In conclusion, the emergence of finerenone as a pharmacological breakthrough has illuminated its remarkable potential in the management of resistant hypertension. Through its selective blockade of mineralocorticoid receptors, finerenone effectively counteracts the detrimental effects of aldosterone while exhibiting anti-inflammatory and anti-fibrotic properties. Such a complete treatment strategy offers patients a fresh way to get better care and has great potential for treating chronic renal disease and heart failure with decreased ejection fraction.

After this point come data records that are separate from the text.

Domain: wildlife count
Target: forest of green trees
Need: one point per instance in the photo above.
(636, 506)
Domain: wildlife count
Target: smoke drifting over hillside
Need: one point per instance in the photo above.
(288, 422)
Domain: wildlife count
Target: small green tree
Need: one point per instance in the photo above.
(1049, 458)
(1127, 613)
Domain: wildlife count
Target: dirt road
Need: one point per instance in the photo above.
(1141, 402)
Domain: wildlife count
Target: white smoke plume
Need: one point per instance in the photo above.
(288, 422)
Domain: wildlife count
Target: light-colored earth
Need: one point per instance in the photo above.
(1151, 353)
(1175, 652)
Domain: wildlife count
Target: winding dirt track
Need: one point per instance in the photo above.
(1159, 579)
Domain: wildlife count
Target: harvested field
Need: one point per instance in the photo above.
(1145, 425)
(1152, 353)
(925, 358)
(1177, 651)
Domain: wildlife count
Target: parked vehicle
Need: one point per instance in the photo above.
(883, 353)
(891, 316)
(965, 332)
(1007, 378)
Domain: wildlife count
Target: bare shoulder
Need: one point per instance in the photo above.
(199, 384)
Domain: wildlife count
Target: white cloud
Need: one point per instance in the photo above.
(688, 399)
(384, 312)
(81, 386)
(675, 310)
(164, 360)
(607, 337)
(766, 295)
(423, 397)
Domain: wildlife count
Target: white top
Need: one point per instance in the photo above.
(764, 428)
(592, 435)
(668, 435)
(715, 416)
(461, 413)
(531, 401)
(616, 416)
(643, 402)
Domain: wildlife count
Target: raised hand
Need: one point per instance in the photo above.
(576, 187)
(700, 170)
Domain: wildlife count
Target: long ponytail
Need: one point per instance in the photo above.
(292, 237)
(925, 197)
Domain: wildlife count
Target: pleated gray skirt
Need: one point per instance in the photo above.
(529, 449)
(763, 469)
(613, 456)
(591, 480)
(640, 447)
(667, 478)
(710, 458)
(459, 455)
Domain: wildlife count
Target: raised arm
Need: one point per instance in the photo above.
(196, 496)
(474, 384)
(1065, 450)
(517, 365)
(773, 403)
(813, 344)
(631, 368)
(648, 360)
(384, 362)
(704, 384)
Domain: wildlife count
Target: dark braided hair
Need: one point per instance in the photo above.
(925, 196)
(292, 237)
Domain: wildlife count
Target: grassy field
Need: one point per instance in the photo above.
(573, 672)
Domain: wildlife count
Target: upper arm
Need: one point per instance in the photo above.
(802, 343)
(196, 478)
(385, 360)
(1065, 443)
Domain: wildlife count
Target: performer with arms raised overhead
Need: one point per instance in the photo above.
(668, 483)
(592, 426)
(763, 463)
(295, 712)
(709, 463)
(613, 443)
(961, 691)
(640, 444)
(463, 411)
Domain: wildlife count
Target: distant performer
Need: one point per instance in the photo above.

Clinical trials like have consistently underscored the beneficial impact of finerenone on reducing albuminuria, slowing CKD progression, and improving cardiovascular outcomes in individuals with both type 2 diabetes and CKD. This development promotes this new era of treatment options for chronic kidney disease, offering patients a hopeful prospect for long-term renal and cardiovascular health improvements.

Despite the compelling evidence thus far, further research and clinical investigations are imperative to fully comprehend the long-term benefits, safety profile, and optimal utilization of finerenone in managing resistant hypertension. While its specific mineralocorticoid receptor antagonism and associated anti-inflammatory and anti-fibrotic properties may help explain its effectiveness, further scientific research is necessary to fully understand its potential and define its place in the therapeutic landscape.

In summary, finerenone represents a remarkable addition to the armamentarium of pharmacological interventions for resistant hypertension in patients with chronic kidney disease and type 2 diabetes. With its distinct mechanism of action, efficacy in reducing albuminuria and CKD progression, and its positive impact on cardiovascular outcomes, finerenone holds the promise of transforming patient care in a meaningful way. The future lies in harnessing the full potential of finerenone through ongoing research and clinical application, ensuring its optimal use in the management of resistant hypertension, and paving the way for improved patient outcomes and quality of life.

The authors are thankful to the Vice-Chancellor, Registrar and Dean of Pharmacy, KLE Academy of Higher Education and Research, Belagavi. We would also like to thank Medical and Hospital Staff of Vivekananda General Hospital, Hubballi for providing necessary support.